# Faunus: 130mm Gabel trotz Bergwerk 'Empfohlen vorne' 100/120mm ?



## Herr Bert Werk (30. Dezember 2003)

Hallo.

Stelle mir gerade ein  Faunus Endurance in XL zusammen und bin dabei im Bergwerk Katalog über die Federweg-Empfehlung von 100/120mm für vorne 'gestolpert'.  

Nun soll nach langem Hin- und Herüberlegen die Federgabel aber eine 2004er Marzocchi Z1 FR mit 130mm werden.

Jetzt frage ich mich, ob ich nun mit 130mm vorne die Bergwerk eigene Modelgeometrie durcheinander bringe oder die Fahreigenschaften teilweise 'sabotiere'?  
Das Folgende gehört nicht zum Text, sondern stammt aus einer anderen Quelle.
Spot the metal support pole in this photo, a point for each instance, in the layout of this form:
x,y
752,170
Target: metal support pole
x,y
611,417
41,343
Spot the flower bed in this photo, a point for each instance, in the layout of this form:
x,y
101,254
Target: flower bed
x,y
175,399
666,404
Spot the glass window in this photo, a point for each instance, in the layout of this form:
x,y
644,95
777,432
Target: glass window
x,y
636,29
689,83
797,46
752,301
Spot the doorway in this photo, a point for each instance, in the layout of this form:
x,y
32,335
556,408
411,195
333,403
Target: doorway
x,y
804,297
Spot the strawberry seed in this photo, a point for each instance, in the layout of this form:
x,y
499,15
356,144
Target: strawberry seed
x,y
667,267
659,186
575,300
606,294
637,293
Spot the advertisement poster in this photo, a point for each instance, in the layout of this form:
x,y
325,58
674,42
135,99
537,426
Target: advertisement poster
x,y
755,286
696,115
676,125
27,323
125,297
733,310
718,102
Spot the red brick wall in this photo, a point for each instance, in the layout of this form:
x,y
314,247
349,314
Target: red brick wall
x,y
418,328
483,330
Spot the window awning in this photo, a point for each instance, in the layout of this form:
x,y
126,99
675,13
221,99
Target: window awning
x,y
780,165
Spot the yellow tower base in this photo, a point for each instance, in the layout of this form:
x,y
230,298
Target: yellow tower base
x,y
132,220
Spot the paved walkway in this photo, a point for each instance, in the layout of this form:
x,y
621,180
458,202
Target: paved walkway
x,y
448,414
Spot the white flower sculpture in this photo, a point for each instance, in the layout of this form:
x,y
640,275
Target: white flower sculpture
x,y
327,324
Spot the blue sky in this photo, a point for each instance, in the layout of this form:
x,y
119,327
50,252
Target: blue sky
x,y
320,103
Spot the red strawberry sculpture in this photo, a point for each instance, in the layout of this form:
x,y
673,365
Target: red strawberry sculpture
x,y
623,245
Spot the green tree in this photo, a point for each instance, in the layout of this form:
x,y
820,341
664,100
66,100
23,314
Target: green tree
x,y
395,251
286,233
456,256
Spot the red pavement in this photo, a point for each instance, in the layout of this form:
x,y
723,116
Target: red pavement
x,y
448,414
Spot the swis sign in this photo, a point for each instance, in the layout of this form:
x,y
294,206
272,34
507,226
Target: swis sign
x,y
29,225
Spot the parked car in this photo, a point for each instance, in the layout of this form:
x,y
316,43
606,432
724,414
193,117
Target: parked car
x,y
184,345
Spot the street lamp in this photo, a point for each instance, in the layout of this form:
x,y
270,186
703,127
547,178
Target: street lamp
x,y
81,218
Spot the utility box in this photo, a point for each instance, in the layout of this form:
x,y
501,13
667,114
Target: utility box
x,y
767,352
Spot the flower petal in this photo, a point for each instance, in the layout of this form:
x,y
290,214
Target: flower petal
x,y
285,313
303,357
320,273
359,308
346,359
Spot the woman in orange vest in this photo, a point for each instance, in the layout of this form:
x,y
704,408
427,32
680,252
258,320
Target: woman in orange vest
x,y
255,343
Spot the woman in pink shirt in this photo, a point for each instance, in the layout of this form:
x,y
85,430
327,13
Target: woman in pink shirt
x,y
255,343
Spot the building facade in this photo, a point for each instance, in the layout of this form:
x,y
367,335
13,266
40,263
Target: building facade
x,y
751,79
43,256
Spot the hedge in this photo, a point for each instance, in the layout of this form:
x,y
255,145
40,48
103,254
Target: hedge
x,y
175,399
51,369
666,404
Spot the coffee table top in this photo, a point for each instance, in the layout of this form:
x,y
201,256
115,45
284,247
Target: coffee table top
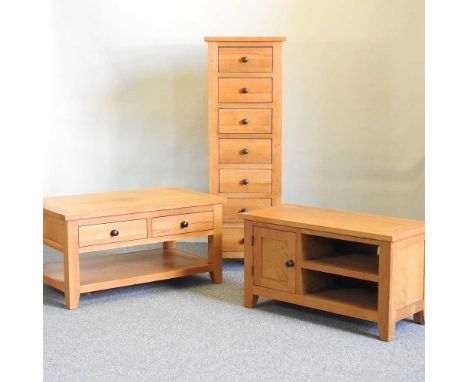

Hat jemand Erfahrungen mit 130mm Federweg und/oder hoch aufbauenden Gabeln bei diesem Modell? Was meint der Bergwerk Experte dazu?

Danke fürs Feedback.


----------



## ratzvadder (30. Dezember 2003)

Hi Bert Werk

Ich fahre selbst seit 4 Wochen ein Faunus Mod 2004 Gr. M
Ich habe eine RS Gabel Psylo SL mit 85 bis 125 mm Federweg eingebaut. Wenn die Gabel auf 125 mm gestellt ist,
hat sie ein Einbaumass von 505mm. Das Bike fährt sich so recht 
entspannt. Ich habe Sie aber die meiste Zeit auf 110 mm 
(490 mm Einbaumass ) eingestellt . Nur wenn es mächtig rauf
oder runter geht , passe ich die Gabel an.
Ich weiß nicht wie das Einbaumass von Deiner Marzochigabel ist,
aber sollte es nicht länger sein wie meine 505 mm , dann müsste Sie eigentlich gut zu Deinem XL Rahmen passen.
Es müsste auch möglich sein statt einem Dämpfer mit 190 mm
einen mit 195 mm Länge einzubauen.Platz wäre da.Es würde den Hinterbau um ca. 10 bis 15 mm anheben und so für Ausgleich und mehr Federweg sorgen.
Wäre auch interessant was Bergwerk dazu meint.: 

Ich hoffe es nützt Dir was
Gruss Ratzfadder


----------



## MTB-News.de




----------



## Endurance (31. Dezember 2003)

Null Problem, hare das Faunus seit ca. 3/4 Jahr mit der Z1 2003 (auch 130mm). Bergrauf kann man dann ja wenn's richtig steil wird ECC benutzen. Auf der Ebene (und schon gar nicht bergab) sind die 130mm kein Problem. Im Wiegetritt zu fahren kann aber zu einer Schaukelei ausarten, wenn man die Zugstufe nicht entsprechend einstellt... Ich bin deshalb am überlegen, ob eine SPV Gabel nicht mehr Sinn machen würde - von Manitou bin ich aber nicht sonderlich überzeugt was die Haltbarkeit angeht.


----------



## Herr Bert Werk (31. Dezember 2003)

Freut mich Positives zur Marzocchi Z1 FR zu hören trotz einem Einbaumaß von ca. 519mm (hier gefunden:  http://www.mtb-news.de/forum/showthread.php?s=&threadid=76407)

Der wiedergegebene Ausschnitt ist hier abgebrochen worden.